A pivotal moment cited in the historical revival is an 1844 South Carolina case involving an enslaved woman named Emma. The owner argued that while Emma herself could be tried by five jurors, his rights as a property holder could not be forfeited without a verdict by 12 jurors. The South Carolina appellate court rejected that logic, stating that a five-person jury is not a jury at all and contradicts the due course of law. The ruling underscored the broader point: the number of jurors was not a mere procedural detail but a definitional element of what constitutes a jury.

The story also travels to the Revolutionary War era in New Jersey. Amid wartime distractions and amid fears of traitors aiding the British, the legislature allowed six-person juries to try accused traitors, but the state supreme court struck that provision down as unconstitutional under the 1776 state constitution. Chief Justice David Brearley, who would later help shape the federal constitutional framework, explained that even in times of extraordinary risk, the dignity of a 12-person jury remained a standard worth preserving.

When Americans debated the Constitution at their state ratifying conventions, the 12-juror requirement was treated as a given rather than a choice. In Virginia, for example, Governor Edmund Randolph—who had participated in the drafting of the Constitution—defended the document by arguing there was no reason to doubt that fewer than 12 jurors would be deemed sufficient. Contemporary authorities that circulated widely at the time reinforced the point: legal dictionaries defined verdict as the agreement of all 12 jurors, and authorities such as Blackstone and Hale provided doctrinal guidance that implied the necessity of twelve or more to render a valid verdict. The consensus of the era linked the concept of a jury to the presence of 12 voices agreeing on the decision.
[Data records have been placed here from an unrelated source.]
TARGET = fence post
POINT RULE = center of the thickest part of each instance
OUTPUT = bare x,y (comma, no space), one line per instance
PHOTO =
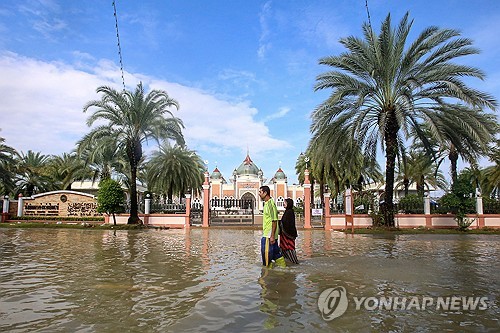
307,200
20,205
328,225
188,211
206,206
5,209
479,209
427,211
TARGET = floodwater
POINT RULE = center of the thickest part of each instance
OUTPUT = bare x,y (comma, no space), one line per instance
211,280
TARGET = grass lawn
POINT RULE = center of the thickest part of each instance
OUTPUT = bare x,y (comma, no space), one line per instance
73,225
407,231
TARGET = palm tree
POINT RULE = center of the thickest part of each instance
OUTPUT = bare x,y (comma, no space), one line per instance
463,132
173,170
102,158
418,168
33,175
7,161
382,88
132,119
65,169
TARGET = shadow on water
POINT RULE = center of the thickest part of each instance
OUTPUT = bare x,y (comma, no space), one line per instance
212,280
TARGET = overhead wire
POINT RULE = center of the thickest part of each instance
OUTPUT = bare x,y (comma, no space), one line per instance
119,45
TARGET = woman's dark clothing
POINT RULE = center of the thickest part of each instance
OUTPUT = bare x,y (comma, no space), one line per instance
288,233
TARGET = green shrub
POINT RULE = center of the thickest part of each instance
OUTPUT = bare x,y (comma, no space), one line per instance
411,204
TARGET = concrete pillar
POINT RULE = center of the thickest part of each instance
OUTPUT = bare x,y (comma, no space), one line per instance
479,209
188,211
206,201
307,200
5,204
427,211
20,205
328,225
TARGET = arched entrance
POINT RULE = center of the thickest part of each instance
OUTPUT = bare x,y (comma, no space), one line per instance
248,201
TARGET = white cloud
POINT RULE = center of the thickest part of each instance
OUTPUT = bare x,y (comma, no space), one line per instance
42,106
264,44
280,114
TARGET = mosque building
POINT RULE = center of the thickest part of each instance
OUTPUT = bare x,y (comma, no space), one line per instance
246,181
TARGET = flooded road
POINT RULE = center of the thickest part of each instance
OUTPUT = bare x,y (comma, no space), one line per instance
212,280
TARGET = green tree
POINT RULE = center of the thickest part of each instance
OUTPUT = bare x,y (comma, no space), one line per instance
173,170
110,198
33,175
416,167
131,119
7,161
383,88
65,169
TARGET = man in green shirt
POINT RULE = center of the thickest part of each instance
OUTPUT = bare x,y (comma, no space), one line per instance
270,230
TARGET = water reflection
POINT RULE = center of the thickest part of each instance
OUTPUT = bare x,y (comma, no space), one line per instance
212,280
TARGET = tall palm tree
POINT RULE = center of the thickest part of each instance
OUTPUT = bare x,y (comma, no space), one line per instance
33,175
489,181
463,132
418,168
102,158
383,87
65,169
7,161
173,170
131,119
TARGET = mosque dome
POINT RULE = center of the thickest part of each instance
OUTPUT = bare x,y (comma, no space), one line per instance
247,168
279,175
216,174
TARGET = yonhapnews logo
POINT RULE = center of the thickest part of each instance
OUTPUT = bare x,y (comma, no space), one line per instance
333,303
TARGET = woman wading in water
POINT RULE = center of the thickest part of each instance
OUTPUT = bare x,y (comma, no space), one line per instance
288,232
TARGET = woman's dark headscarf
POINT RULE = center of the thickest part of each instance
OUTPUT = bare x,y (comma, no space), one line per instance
288,220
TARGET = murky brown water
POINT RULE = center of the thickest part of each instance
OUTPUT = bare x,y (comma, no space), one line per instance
212,280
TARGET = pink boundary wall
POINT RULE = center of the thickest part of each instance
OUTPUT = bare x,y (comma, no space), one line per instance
337,221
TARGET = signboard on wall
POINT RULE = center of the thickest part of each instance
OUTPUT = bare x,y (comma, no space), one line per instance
317,212
61,203
348,202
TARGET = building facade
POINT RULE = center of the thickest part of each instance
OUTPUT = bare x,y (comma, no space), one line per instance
245,182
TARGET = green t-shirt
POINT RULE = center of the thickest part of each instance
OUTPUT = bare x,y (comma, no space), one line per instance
270,215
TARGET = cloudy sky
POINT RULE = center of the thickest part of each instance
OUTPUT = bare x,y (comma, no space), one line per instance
242,71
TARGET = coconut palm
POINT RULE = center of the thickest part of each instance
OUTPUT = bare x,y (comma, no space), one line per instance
383,87
102,158
65,169
418,168
173,170
131,119
7,161
33,175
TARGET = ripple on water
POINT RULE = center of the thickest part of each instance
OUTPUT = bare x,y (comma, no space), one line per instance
212,280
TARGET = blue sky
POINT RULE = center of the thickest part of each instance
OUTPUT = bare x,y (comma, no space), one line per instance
243,71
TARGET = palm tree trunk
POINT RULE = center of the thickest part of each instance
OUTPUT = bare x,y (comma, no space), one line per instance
391,144
406,184
134,209
453,156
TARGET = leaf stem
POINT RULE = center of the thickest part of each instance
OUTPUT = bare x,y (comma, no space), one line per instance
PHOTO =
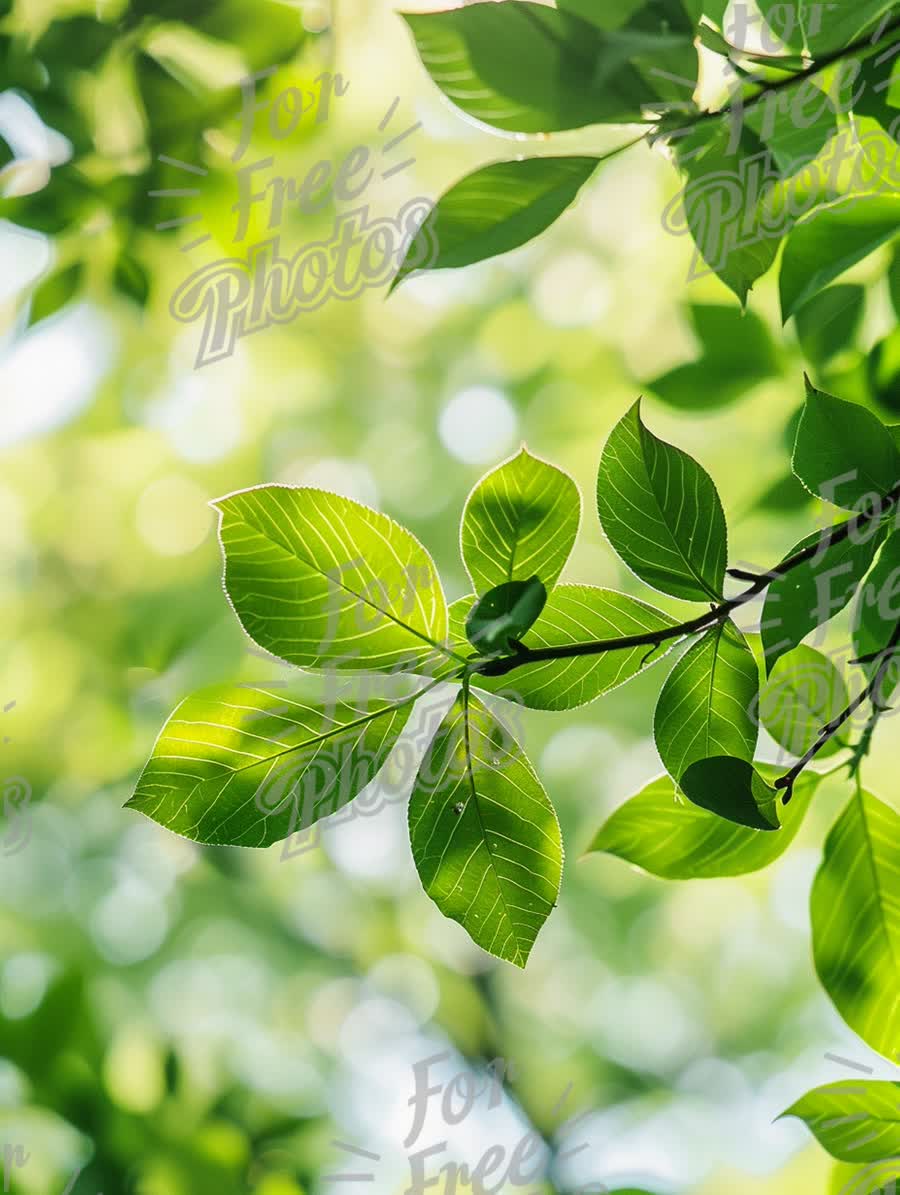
861,46
870,693
718,613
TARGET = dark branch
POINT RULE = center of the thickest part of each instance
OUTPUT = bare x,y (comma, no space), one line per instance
703,621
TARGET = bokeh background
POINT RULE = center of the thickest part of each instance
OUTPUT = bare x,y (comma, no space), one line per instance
182,1021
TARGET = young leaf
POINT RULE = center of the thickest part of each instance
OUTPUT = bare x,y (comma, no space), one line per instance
738,353
319,580
832,239
804,691
882,371
846,22
876,1178
830,322
520,521
55,292
495,209
856,920
245,767
674,839
814,592
574,614
843,452
556,71
708,703
661,513
501,618
733,789
484,835
877,612
853,1121
722,209
132,279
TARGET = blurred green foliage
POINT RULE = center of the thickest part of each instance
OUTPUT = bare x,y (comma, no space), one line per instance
187,1021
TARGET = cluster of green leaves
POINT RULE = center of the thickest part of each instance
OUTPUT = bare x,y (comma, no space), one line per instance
134,89
638,63
325,583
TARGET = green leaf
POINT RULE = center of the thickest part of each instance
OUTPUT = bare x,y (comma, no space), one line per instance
708,703
844,453
814,592
877,611
852,1120
555,72
520,521
785,495
242,766
574,614
675,839
130,279
55,292
877,1178
484,835
882,371
830,240
856,920
733,789
738,353
845,22
894,280
721,208
318,580
500,618
830,322
804,691
495,209
661,513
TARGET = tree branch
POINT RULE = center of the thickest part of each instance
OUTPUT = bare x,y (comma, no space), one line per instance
870,693
703,621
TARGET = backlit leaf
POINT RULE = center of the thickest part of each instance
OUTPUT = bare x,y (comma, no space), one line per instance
520,521
853,1120
500,618
856,920
555,72
814,592
319,580
495,209
830,240
844,453
876,614
245,767
672,838
708,703
484,835
661,513
804,691
573,614
733,789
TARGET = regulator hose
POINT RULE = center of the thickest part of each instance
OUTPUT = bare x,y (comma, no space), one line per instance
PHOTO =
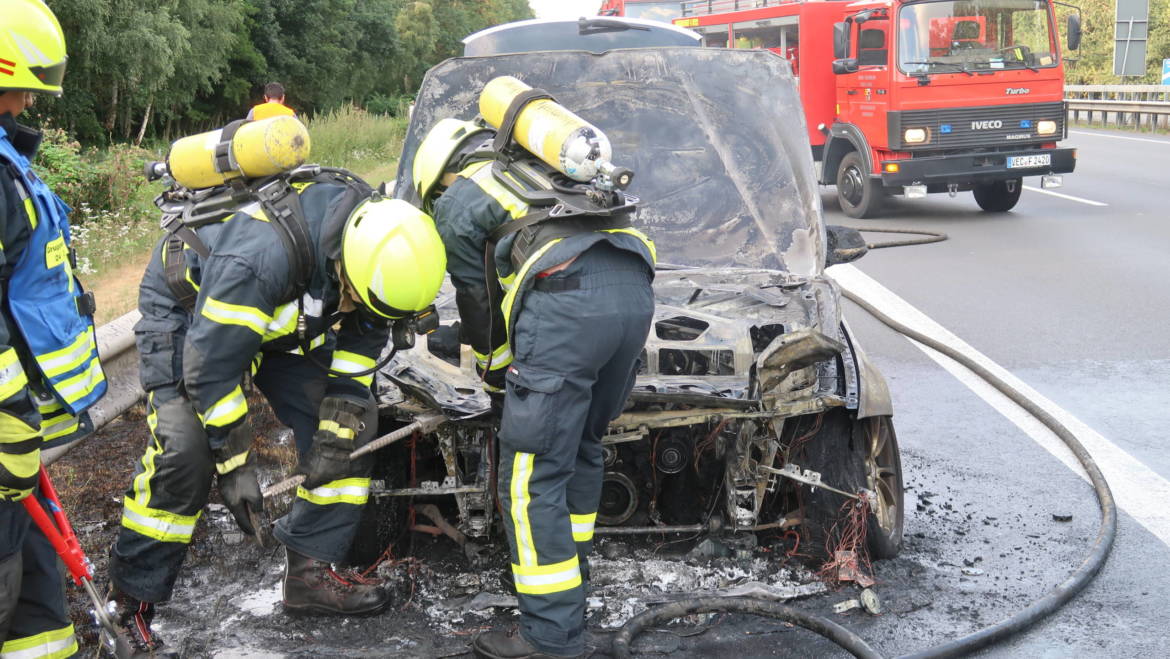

Today, Parada v. United States has prompted historians and legal scholars to revisit those primary sources. Wanling Su, an assistant professor at Indiana University Bloomington, has co-authored a North Carolina Law Review article with Georgetown Research Fellow Rahul Goravara arguing that the founding generation treated jury size as a constitutional issue, not merely a procedural preference. Su has also filed an amicus brief in Parada urging the Court to require 12-person juries again, signaling a return to what some historians see as the original meaning of the jury right.

Legal observers say a grant of review in Parada would amount to a direct challenge to how the jury right has been interpreted for half a century. Proponents of restoring the 12-member standard argue that the size fosters broader community representation, reduces the risk of error or bias in verdicts, and serves as a check on prosecutorial and judicial power. Opponents contend that the 1970 decision reflected a deliberate recalibration to accommodate modern trial administration and that a fixed numeric requirement may be less essential than the quality of deliberation and juror service.

The court’s decision could reverberate beyond a single case. If the Court agrees to hear Parada, it would raise questions about whether any state or federal court may reduce juror sizes in criminal trials and could prompt reconsideration of longstanding practices that differ from the 12-person standard. The discourse has already drawn attention to historical dictionaries and treatises that shaped the founding generation’s understanding of jury composition, framing the issue as a fundamental question about due process and communal sovereignty. The Court is expected to act in the coming weeks, with significant implications for defendants, prosecutors, and the administration of justice across the country.